Dans ce registre est inscrit le nom des personnes ayant séjourné dans une maison pour femmes en difficulté administrée par la section locale du Woman's Christian Temperance Union (WCTU). On y trouve des données sur les dix premières années d'exploitation (1887-1897) de l'établissement protestant, situé au coeur de Montréal qui connaît une urbanisation rapide. Dirigé par Mlle E.G. Barber puis Mlle A. Montgomery, l'établissement est ouvert au moins jusqu'en 1910. Les données inscrites au registre offrent des indications sur la vie de femmes démunies et témoignent du soutien important qu'offrent des organismes de bienfaisance comme celui-ci à une époque où les services sociaux sont quasi inexistants.

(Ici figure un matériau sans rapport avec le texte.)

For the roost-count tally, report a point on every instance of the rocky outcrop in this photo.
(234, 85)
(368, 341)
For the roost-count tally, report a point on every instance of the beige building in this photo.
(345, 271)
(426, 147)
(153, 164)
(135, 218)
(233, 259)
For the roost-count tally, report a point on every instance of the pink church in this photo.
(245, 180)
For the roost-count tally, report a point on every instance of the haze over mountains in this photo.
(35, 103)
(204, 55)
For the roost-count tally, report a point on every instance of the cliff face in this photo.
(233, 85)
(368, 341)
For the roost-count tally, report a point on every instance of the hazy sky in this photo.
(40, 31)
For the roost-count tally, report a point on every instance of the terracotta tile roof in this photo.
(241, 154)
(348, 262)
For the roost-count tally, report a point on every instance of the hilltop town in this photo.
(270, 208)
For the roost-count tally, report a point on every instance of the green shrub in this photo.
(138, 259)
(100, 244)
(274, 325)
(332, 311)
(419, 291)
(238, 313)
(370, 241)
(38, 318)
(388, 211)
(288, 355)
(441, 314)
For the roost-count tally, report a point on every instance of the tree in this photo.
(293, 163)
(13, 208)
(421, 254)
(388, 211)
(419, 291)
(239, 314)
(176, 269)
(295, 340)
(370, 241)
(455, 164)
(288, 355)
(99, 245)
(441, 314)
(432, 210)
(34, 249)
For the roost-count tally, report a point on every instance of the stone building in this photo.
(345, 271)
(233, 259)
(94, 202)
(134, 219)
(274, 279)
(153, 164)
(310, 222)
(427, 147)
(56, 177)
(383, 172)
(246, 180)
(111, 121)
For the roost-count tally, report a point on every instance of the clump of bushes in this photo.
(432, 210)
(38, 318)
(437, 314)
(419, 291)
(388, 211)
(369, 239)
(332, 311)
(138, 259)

D'après le registre, la plupart des femmes qui trouvent refuge dans cet établissement sont des « domestiques » et, selon toute probabilité, n'ont d'autre recours que les oeuvres de charité. Les informations consignées par les surveillantes indiquent clairement que l'établissement accepte des femmes et des enfants aux prises avec des difficultés de toutes sortes. Il ouvre ses portes aux femmes sans-abri, aux femmes enceintes, aux prostituées, aux personnes souffrant de troubles physiques ou mentaux, ainsi qu'aux femmes ayant eu des démêlés avec la justice. Les séjours peuvent durer d'une nuit à plusieurs semaines, et parfois même des années.

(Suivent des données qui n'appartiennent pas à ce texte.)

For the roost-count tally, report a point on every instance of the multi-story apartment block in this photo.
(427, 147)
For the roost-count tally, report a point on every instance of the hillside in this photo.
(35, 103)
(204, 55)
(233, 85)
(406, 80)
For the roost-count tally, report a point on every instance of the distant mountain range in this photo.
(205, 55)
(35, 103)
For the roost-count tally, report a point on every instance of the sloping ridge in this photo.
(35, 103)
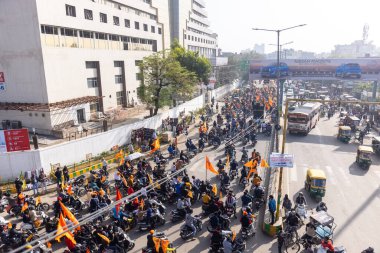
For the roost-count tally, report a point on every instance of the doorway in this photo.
(80, 116)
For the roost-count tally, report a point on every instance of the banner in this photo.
(281, 160)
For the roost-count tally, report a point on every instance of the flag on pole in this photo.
(156, 145)
(66, 212)
(118, 197)
(210, 167)
(214, 189)
(264, 163)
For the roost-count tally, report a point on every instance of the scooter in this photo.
(186, 231)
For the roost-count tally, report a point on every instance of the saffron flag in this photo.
(156, 145)
(214, 189)
(210, 167)
(104, 238)
(24, 207)
(264, 163)
(118, 197)
(61, 228)
(69, 215)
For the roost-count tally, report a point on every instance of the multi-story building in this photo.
(190, 26)
(65, 60)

En plus de son établissement montréalais, la WCTU possède à cette époque plusieurs « bibliothèques gratuites » et « salles de lecture ». D'avis que les femmes sont des modèles de moralité et ont l'obligation de travailler au mieux-être de la société, la WCTU milite en faveur du suffrage universel. Elle estime également que la famille et le foyer sont des institutions sacrées menacées par des changements sociaux rapides. C'est pourquoi elle part en guerre contre les fléaux du jeu, du tabac, de l'alcool et de la prostitution.

  • Quoi

    Ce registre manuscrit contient 3 101 entrées offrant toutes un bref aperçu de la situation d'une pensionnaire. La plupart seraient protestantes, même si l'établissement accepte aussi des catholiques. Des personnes de tous les âges trouvent refuge dans cet établissement, dont des personnes portant la mention « de couleur ».

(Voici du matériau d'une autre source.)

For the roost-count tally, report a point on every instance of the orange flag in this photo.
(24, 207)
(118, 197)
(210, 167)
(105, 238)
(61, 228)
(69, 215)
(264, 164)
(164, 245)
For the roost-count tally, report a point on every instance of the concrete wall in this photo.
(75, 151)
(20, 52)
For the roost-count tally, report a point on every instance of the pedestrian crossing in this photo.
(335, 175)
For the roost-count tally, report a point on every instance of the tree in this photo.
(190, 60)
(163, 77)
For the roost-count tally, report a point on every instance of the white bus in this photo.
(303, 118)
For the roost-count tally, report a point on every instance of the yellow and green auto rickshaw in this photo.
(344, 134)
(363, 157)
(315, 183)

  • L'établissement porte l'adresse 562-564, rue Dorchester, dans le répertoire Lovell. Il demeure à cet endroit jusqu'en 1892, date à laquelle il est transféré au 92, rue Saint-Urbain. Il semble avoir été relogé une fois de plus, cette fois-ci au 152, rue Saint-Urbain.

  • Quand

    La WCTU voit le jour aux États-Unis en 1873. Elle s'installe en Ontario en 1874, puis gagne rapidement les autres régions du Canada et contribue à la fondation du Conseil international des femmes, en 1893.

  • Qui

    La page reproduite ici porte la date du 17 juin 1887. La première inscription, celle d'Annie Sullivan, fournit les renseignements suivants : Profession : domestique; Dernier lieu de résidence : Montréal; Lieu de naissance : Irlande; Religion : protestante; Reçue de : Mme McLean; Moment et type de déchéance : gîte offert; Départ : 11 août; Destination : Hôpital général; Conduite : tranquille, pas de trouble; Observation : consomption.